The house is quiet, everyone is asleep. It is just me & God. Today was a hard day. Today i didn't want to get out bed, Today i wanted to stay in my dreams where my baby was growing inside me & healthy, I wanted to stay dreaming about all the wonderful things I would be able to show her and teach her once she came home w/ us. I saw her role over, and take her first step. I saw her chase her brother's w/ girly dress up clothes and nail polish. I imagined her getting on the bus w/ the boys. I saw her alive and healthy.
And then I woke up. I woke up to screaming boys fighting over who's toy they were playing with. And at that moment I just layed there & cried, I sobed, & I cried so hard i didn't think i could breathe. At that moment I realized that my life would never be the same. January 7th changed our life forever. Oh how i wish we could go back & rewind those words that the doctor had told us, what I would give to hear her say that there is nothing to worry about she is growing beautifully and looks completely healthy. Everytime you get pregnant or know someone who is they always say "I just pray that it is healthy we don't care what the sex is we just want a healthy baby". It doesn't seem possible that it would be you. That you would be that 1 in 3,000 births. I thought last night that if I am so good w/ these odd's maybe I should start playing the lottery.. LOL (just kidding)

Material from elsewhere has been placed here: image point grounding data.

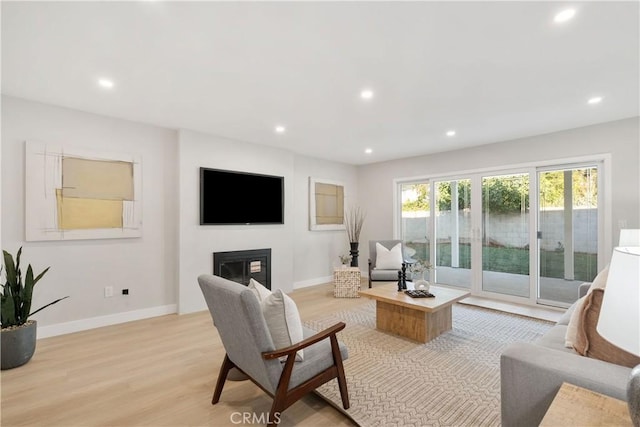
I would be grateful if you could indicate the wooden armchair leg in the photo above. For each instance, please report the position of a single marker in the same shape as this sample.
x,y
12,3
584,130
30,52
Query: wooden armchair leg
x,y
342,380
227,365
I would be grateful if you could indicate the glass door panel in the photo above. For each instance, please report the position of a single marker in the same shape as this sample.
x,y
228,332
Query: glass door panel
x,y
505,234
416,220
453,232
567,233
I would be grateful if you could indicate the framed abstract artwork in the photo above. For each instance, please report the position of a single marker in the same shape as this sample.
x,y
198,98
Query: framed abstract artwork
x,y
326,204
76,193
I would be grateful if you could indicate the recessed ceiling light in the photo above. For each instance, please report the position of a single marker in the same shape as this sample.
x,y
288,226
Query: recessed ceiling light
x,y
565,15
105,83
366,94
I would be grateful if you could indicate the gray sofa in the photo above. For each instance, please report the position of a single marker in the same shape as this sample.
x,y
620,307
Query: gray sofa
x,y
531,374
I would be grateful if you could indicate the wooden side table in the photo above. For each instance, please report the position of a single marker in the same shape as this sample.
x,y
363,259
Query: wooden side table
x,y
577,406
346,282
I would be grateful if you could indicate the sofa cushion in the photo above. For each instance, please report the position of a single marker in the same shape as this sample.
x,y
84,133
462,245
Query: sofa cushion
x,y
554,339
260,291
590,343
283,320
389,259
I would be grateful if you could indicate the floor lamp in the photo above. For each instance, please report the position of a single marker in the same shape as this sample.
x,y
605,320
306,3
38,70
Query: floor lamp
x,y
619,321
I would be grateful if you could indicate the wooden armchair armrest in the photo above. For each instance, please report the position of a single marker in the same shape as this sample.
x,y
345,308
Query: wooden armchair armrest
x,y
292,349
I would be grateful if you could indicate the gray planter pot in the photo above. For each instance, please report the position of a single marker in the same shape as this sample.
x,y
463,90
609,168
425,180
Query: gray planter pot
x,y
18,345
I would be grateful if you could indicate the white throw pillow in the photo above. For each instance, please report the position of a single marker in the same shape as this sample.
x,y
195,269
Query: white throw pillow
x,y
599,282
283,320
388,259
259,290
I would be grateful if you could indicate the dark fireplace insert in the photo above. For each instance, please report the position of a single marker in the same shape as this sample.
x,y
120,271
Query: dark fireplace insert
x,y
241,266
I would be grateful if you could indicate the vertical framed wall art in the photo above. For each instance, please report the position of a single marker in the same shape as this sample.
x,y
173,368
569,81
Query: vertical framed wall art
x,y
326,204
75,193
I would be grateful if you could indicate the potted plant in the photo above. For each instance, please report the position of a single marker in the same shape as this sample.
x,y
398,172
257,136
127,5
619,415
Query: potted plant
x,y
18,334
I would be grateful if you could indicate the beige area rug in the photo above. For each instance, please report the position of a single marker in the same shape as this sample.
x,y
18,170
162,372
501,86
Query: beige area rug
x,y
453,380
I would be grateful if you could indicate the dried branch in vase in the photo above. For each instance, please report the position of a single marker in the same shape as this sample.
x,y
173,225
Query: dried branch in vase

I have gone from sad to angry and back to devasted i don't know how many times in the last 72 hours. I have thrown a tantrum w/ God, I have wanted to rip her out of my body, I have yelled at my kids, I have hugged my kids so tight that they said I was gonna squeeze the air out of them. I have wished I could just stay pregnant forever & then she could be w/ us always, I have woke up to a soaking wet pillow everynight since the news. I was playing w/ the boys earlier today & we were laughing and joking around & then Malachi told me he was so happy he was getting a baby for his birthday..... I couldn't breathe, I felt like I had just been kicked in the gut & all i could think of was God please just help me breathe.
I have learned in the last 24 hours no matter what pain I see down the road, no matter how long this road will take, God will be with us and as long as I am honest w/ him & not push him away he will guide us thru this. David told me the other night that all we can do is pray, pray our guts out because God is the only one that can heal our baby. Doctor's are only human but God is God & he has a plan for us. Although we never imagined that this would be apart of God's plan, I am determined to find purpose in all of this, to make this baby's life mean something to us.